Он оставил между нами расстояние в несколько футов, чему я очень рада. В полумраке цвет его глаз почти не различим. Ну и хорошо — ни к чему мне сейчас лишние волнения, ни к чему снова переживать то же, что тогда, у лабораторий, когда он наклонился и прошептал мне на ухо слово «серый»: и страх, и раскаяние, и восторг, и острое осознание его близости — всё одновременно.
— Я серьёзно спрашиваю, — говорю я, стараясь выглядеть как можно суровее.
Его улыбка меркнет, хотя и не исчезает полностью. Он выдыхает, слегка надув щёки:
— Я как все — пришёл музыку послушать.
— Да как ты... — пытаюсь найти подходящие слова, но что-то плохо получается. — Но это же...
— Незаконно? — Алекс пожимает плечами. Прядка падает ему на глаза, и когда он поворачивается, чтобы окинуть взглядом веселящихся, свет прожекторов с подиума запутывается в ней и окрашивает в памятный и невероятный золотисто-бронзовый цвет. — Ну и что ж... — За грохотом музыки его голос почти не слышен, так что я вынуждена наклониться к нему. — Вреда ведь никакого. Никто никому не делает ничего плохого...

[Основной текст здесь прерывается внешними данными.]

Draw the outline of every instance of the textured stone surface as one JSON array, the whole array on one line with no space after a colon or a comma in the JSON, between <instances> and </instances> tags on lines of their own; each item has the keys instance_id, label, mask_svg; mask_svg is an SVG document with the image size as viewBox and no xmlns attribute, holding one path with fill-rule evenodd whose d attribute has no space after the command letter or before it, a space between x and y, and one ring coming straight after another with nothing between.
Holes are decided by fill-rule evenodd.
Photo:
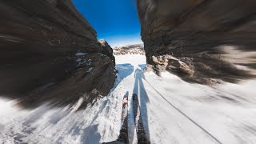
<instances>
[{"instance_id":1,"label":"textured stone surface","mask_svg":"<svg viewBox=\"0 0 256 144\"><path fill-rule=\"evenodd\" d=\"M254 77L256 1L137 2L149 67L199 83Z\"/></svg>"},{"instance_id":2,"label":"textured stone surface","mask_svg":"<svg viewBox=\"0 0 256 144\"><path fill-rule=\"evenodd\" d=\"M115 63L115 58L113 55L112 47L107 43L107 42L105 39L100 39L100 40L98 40L98 42L102 46L102 54L110 57L111 58L111 60Z\"/></svg>"},{"instance_id":3,"label":"textured stone surface","mask_svg":"<svg viewBox=\"0 0 256 144\"><path fill-rule=\"evenodd\" d=\"M84 104L106 95L113 55L70 0L0 2L0 95L34 106Z\"/></svg>"}]
</instances>

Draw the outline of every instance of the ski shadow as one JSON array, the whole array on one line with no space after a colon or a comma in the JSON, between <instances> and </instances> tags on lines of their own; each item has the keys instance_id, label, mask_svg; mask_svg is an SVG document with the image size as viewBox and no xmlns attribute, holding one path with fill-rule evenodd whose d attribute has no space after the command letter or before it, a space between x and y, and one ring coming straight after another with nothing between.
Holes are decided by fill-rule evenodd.
<instances>
[{"instance_id":1,"label":"ski shadow","mask_svg":"<svg viewBox=\"0 0 256 144\"><path fill-rule=\"evenodd\" d=\"M139 98L140 110L141 110L142 119L143 122L143 126L145 129L146 137L149 139L150 139L150 130L149 130L149 122L148 122L148 112L147 112L147 106L146 106L146 103L150 102L150 99L145 90L145 86L142 82L142 78L145 79L145 75L140 69L137 68L134 72L134 78L135 78L135 82L134 82L133 94L136 94L138 97L140 98ZM132 134L131 135L134 135L134 134ZM134 139L134 138L130 138L131 140Z\"/></svg>"},{"instance_id":2,"label":"ski shadow","mask_svg":"<svg viewBox=\"0 0 256 144\"><path fill-rule=\"evenodd\" d=\"M114 87L117 87L119 83L126 77L134 72L134 66L130 63L118 64L115 66L118 70L118 77L116 78Z\"/></svg>"}]
</instances>

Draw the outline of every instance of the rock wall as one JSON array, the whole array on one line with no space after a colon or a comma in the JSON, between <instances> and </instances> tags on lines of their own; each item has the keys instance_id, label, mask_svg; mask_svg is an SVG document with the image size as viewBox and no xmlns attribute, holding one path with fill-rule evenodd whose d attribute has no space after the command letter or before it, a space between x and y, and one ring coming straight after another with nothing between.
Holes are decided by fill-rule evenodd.
<instances>
[{"instance_id":1,"label":"rock wall","mask_svg":"<svg viewBox=\"0 0 256 144\"><path fill-rule=\"evenodd\" d=\"M0 20L1 96L86 106L112 88L113 55L70 0L2 0Z\"/></svg>"},{"instance_id":2,"label":"rock wall","mask_svg":"<svg viewBox=\"0 0 256 144\"><path fill-rule=\"evenodd\" d=\"M199 83L255 76L256 1L138 0L148 67Z\"/></svg>"}]
</instances>

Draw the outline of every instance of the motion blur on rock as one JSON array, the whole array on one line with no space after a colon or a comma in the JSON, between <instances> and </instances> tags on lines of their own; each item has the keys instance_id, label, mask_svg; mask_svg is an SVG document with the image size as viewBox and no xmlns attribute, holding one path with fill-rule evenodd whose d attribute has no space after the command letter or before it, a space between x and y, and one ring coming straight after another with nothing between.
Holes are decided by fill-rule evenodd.
<instances>
[{"instance_id":1,"label":"motion blur on rock","mask_svg":"<svg viewBox=\"0 0 256 144\"><path fill-rule=\"evenodd\" d=\"M137 2L148 69L202 84L255 78L256 1Z\"/></svg>"},{"instance_id":2,"label":"motion blur on rock","mask_svg":"<svg viewBox=\"0 0 256 144\"><path fill-rule=\"evenodd\" d=\"M70 0L0 2L0 95L25 107L86 106L115 81L110 46Z\"/></svg>"}]
</instances>

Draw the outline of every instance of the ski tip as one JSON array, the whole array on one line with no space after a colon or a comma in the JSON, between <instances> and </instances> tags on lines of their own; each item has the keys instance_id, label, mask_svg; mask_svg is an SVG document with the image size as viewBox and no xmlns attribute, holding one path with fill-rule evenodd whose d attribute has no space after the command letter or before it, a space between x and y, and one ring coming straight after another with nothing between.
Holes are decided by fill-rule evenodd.
<instances>
[{"instance_id":1,"label":"ski tip","mask_svg":"<svg viewBox=\"0 0 256 144\"><path fill-rule=\"evenodd\" d=\"M137 94L133 94L133 98L138 98Z\"/></svg>"}]
</instances>

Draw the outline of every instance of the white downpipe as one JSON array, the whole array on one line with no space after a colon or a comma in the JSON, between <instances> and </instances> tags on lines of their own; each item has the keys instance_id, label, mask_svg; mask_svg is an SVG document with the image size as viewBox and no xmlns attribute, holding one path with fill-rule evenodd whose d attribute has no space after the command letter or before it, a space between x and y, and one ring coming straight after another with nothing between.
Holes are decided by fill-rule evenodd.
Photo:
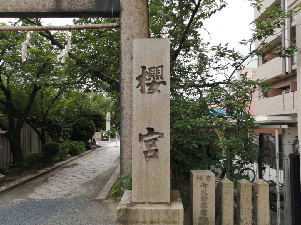
<instances>
[{"instance_id":1,"label":"white downpipe","mask_svg":"<svg viewBox=\"0 0 301 225\"><path fill-rule=\"evenodd\" d=\"M277 224L280 225L280 201L279 195L279 135L278 129L275 129L275 142L276 157L276 199L277 202Z\"/></svg>"}]
</instances>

«Да тебе-то откуда знать...» — собираюсь возразить я, но его слова полны такой тоски, что я замолкаю. Алекс запускает руку себе в волосы, и мне становится виден маленький, идеально симметричный треугольный шрам за его левым ухом. Откуда такая печаль? Может, он жалеет о том, что потерял после Процедуры? Например, музыка затрагивает уже не так глубоко, да и, возможно, его не совсем начисто избавили от угрызений совести. Дело в том, что Процедура воздействует на разных людей по-разному, и не всегда всё идёт как по маслу. Вот почему мои дядя и тётя по временам видят сны, а кузина Марсия, бывало, ни с того ни с сего разражалась истерическим плачем.
— А как насчёт тебя? — Он оборачивается ко мне. И снова на губах улыбка, а в голосе задорное лёгкое поддразнивание. — Ты себе оправдание уже придумала?

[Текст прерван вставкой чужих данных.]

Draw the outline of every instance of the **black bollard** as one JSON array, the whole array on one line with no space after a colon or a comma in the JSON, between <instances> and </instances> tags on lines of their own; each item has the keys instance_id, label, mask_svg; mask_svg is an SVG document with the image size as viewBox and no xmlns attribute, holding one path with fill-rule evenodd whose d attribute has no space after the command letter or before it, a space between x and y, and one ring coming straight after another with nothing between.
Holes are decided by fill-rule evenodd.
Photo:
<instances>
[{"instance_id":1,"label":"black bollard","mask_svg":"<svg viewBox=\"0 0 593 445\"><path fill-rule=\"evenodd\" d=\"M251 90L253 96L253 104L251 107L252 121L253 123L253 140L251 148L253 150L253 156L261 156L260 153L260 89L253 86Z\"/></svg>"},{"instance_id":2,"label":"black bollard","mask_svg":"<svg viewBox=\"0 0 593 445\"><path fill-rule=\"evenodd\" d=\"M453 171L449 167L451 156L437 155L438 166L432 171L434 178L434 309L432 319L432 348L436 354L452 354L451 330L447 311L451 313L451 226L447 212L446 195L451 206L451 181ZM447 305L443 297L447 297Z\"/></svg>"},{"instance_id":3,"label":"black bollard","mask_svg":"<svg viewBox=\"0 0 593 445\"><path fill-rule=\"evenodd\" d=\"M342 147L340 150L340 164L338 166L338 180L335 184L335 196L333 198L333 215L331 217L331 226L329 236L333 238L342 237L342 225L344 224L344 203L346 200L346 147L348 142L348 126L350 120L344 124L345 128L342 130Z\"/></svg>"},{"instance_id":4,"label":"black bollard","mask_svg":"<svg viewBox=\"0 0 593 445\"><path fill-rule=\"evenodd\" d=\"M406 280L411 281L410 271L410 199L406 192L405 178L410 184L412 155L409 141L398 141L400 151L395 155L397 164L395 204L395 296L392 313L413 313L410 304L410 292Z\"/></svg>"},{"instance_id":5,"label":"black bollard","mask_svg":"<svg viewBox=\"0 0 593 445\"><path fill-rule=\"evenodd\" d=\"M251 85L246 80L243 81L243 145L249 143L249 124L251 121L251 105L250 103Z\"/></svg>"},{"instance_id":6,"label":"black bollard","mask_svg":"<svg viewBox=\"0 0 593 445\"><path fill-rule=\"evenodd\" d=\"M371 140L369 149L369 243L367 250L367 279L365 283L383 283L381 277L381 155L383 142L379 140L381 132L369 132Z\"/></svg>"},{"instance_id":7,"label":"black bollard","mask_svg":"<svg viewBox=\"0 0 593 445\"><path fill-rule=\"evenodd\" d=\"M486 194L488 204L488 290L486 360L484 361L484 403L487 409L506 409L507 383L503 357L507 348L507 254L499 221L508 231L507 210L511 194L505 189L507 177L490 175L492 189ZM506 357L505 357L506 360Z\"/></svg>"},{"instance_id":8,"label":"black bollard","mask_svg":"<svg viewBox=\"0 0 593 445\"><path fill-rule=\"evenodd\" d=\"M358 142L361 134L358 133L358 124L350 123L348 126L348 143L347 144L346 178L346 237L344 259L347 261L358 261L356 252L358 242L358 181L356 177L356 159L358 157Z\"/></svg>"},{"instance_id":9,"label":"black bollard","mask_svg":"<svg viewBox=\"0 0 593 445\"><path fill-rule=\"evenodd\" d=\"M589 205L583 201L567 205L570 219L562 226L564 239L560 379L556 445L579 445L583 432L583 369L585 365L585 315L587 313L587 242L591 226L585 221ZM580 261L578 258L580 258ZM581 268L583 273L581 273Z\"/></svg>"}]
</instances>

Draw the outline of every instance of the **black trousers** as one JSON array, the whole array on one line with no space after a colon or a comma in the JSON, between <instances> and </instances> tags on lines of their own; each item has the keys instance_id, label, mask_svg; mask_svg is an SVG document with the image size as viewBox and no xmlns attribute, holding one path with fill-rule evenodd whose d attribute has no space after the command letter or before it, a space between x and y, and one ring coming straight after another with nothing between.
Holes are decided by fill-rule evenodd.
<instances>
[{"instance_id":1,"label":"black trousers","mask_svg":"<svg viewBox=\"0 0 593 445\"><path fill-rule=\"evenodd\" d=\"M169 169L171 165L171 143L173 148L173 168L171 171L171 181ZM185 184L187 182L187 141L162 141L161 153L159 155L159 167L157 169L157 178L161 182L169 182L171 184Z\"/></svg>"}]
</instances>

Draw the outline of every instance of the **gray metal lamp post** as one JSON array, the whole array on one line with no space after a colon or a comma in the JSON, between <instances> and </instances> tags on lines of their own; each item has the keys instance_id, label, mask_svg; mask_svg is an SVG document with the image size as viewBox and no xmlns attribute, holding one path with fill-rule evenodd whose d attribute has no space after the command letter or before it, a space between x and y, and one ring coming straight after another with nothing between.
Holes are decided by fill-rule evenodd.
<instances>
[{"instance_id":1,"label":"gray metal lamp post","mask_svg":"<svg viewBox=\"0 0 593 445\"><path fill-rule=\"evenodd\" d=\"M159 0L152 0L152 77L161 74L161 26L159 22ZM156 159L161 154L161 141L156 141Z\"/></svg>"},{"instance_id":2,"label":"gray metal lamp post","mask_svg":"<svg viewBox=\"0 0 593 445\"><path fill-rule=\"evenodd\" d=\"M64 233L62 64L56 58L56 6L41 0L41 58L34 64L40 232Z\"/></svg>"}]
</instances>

— Я не собиралась приходить сюда, — быстро отвечаю я. — Мне нужно было... — и останавливаюсь, потому что ловлю себя на том, что не знаю, зачем, собственно, пришла. — Мне нужно было... кое-кому отдать... кое-что... — выдавливаю из себя наконец.
Он выгибает брови — моё враньё его явно не впечатлило. Тут же пускаюсь в путаные объяснения:
— Ханне... моей подруге... Ты её знаешь, она тоже была там позавчера...

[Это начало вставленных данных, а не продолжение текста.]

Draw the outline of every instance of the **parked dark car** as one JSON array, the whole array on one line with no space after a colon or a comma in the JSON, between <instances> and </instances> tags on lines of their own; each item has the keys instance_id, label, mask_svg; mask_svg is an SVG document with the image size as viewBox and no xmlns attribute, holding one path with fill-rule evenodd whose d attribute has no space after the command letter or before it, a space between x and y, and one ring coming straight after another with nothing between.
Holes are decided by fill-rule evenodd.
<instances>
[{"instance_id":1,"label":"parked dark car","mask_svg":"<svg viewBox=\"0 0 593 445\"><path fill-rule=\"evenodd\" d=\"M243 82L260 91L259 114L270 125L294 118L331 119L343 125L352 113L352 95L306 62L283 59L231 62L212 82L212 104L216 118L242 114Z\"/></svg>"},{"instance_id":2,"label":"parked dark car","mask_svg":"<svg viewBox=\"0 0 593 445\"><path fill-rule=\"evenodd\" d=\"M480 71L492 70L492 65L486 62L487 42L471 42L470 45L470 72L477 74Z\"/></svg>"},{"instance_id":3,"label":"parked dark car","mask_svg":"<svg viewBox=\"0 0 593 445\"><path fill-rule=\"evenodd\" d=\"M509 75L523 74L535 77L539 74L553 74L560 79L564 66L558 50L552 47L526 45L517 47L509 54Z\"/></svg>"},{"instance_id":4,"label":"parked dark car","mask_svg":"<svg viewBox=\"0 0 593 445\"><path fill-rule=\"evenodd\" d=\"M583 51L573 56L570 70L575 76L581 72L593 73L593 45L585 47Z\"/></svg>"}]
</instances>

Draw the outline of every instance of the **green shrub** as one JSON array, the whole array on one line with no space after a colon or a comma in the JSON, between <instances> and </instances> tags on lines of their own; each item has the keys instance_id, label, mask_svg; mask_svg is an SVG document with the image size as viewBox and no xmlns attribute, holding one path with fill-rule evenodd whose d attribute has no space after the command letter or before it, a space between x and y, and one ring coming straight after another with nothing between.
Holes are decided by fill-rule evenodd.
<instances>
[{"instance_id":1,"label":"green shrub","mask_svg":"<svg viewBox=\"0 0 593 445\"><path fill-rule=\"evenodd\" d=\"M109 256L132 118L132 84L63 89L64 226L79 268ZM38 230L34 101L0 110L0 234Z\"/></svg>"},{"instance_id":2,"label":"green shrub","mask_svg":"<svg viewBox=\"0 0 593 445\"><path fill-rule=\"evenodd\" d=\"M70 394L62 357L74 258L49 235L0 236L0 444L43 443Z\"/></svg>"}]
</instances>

— Я помню, — говорит он. Никогда не встречала, чтобы кто-то так естественно вёл себя с незнакомыми людьми. — Кстати, ты ещё не попросила прощения.
— За что?!
Народ теперь в основном толпится у сцены, так что я и Алекс теперь не окружены толпой со всех сторон. Изредка кто-то проходит мимо, вертя в руках бутылку, возможно, с чем-то менее невинным, чем вода, и подпевая, как правило, слегка не в такт, но по большей части мы одни.
— За мои обманутые надежды. — Один уголок его рта поддёргивается кверху, и у меня опять чувство, будто он делится со мной какой-то чудесной тайной, будто старается сказать мне больше, чем содержится в его словах. — В тот день ты так и не появилась на Бэк Коув.
Во мне взрывается фейерверк счастья — он и в самом деле ждал меня на берегу Бэк Коув! Он и в правду хотел встретиться со мной! И одновременно в душе нарастает тревога: ему чего-то от меня надо! Чего?! Мне становится страшно.
— Так что? — Он складывает на груди руки и перекатывается с пятки на носок и обратно, не переставая улыбаться. — Извиняться будешь или как?